The patient had spent his last years hoping for technology to develop to the point where not only the brain structure but also its contents could be copied to a microchip, but technology was not ready before his biomass failed. Which was probably good since he was quite a freak for an engineer.

“If only there was a way to copy the brain, I would engineer myself a proper synthetic, easily maintainable body that runs on batteries instead of food and air”, used to be his first thought in the morning. Remembering his pre-ALS days struggling with French automobiles, he had decided that he should have at least four hands and nine eyes, two of them telescopic. And since he had full freedom to design whatever he desired, why stick with just one, awkwardly positioned sex organ? Having them all over the body would be so much more convenient…

 

One of the benefits of intelligently designed creatures was that they would be able to redesign themselves whenever the conditions or requirements change. No need to produce a million offspring, hope for a beneficial random mutation and then wait a decade or two hoping that the random natural selection happens to pick it up. In a way the creationists were right: evolution made no sense. Except as a temporary bootloader to start up something bigger and more sensible. Buddha got partial credit too: life is indeed pain in the ass, but instead of what he taught, the true way to redemption is not through some boring mental stuff but proper engineering. No longer need for the corrupted, medieval profession of doctors to randomly prescribe ridiculously overpriced and tightly regulated chemical drugs according to their gut feeling: integrated self diagnostics would tell exactly what is wrong and which part to change. And no need to feel physical pain to know something to be wrong: output of the physical sensors could be made to saturate before the physical pain gets unbearable.

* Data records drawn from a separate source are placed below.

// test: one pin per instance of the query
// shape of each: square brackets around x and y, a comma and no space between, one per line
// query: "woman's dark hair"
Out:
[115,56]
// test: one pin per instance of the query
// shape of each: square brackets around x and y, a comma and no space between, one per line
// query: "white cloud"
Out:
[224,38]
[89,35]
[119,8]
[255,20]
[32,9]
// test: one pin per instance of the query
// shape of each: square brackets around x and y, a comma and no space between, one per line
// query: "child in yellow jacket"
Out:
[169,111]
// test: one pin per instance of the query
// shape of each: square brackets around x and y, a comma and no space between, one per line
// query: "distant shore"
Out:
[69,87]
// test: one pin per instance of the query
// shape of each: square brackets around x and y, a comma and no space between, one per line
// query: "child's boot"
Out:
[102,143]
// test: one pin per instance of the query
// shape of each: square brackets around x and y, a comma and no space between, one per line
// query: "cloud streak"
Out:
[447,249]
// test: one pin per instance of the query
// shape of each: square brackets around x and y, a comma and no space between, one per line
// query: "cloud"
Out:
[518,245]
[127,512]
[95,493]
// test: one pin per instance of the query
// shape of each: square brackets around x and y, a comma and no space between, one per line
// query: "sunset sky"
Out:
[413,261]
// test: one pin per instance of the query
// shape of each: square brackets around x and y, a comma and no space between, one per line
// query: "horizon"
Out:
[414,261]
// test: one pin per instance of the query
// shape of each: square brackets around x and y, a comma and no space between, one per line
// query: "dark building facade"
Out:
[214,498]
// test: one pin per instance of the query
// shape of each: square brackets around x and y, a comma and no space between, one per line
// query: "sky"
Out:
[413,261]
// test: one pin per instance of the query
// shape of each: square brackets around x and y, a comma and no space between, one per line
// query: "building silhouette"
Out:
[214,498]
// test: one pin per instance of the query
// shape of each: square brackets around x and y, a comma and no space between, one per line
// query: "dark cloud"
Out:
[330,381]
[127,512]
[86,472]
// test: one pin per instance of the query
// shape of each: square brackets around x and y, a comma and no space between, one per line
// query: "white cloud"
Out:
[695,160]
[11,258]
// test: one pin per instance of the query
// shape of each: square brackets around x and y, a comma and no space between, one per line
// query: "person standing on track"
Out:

Better yet, the information content in the brain would not be erased just when it has reached optimum: it could be backed up daily and transferred to a new body if the old one was beyond repair. Intelligence would no longer be limited by the number of telomeres in the cell; it could keep improving for hundreds of years until its owner decided it has had enough. And even then the information would not vanish: the synaptic coefficients would still exist in the backup data and could still be used for data processing with a suitable control program. Brain contents of every deceased individual could be run in parallel by the same control program to produce the ultimate oracle. Children would always be smarter than their parents: the only reason to raise an individual right from the Irish infant level rather than copy an existing adult brain would be an improved brain structure.

Psychologists wanted their say too, but their output was such pseudoscientific bullshit that it only managed to embarrass every other party. Material engineers talked about material selection, computer scientists about designing the microcircuitry and operating system, neuroscientists about the synaptic structure of the human brain and psychologists about how important it is to include psychologists in the project. They were, of course, excluded.